The government’s privatization of war and intelligence is disturbing in its own right. But it also has particularly chilling ramifications for domestic blowback. Could this ballooning industry move beyond just the world of government contracting and find corporate paymasters? A Pinkerton-like agency, but with a background in NSA intelligence analysis, is a uniquely alarming prospect.
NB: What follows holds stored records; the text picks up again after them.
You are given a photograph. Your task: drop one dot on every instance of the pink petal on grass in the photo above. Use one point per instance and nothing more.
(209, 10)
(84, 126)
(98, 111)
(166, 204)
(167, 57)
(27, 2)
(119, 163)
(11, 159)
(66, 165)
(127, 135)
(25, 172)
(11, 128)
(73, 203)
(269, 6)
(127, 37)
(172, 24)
The UC Santa Cruz incident also shows the domestic creep of the War on Terror. Administrators were able to access fusion centers, specially created after 9/11. They also benefited from military-grade surveillance technology they received from the national guard.

Both public and private intelligence have partial origins in attempts to suppress domestic labor radicalism. Just as private detective agencies tried to foil strikes, some of the earliest police intelligence units were “Red Squads.” One of the earliest intelligence units of the FBI was its “Radical Division,” responsible for founding up leftists during the Palmer Raids. Since 9/11, intelligence-gathering has reemerged as the FBI’s top priority. Given that such intelligence-gathering has long been used to spy on leftists and labor organizing, this is bad news for civil liberties.

In the past, abuses like this galvanized civil libertarians to defend working-class free speech from the monied interests seeking to squash dissent. Those who purport to care about free speech should be no less concerned about our modern-day Pinkertons.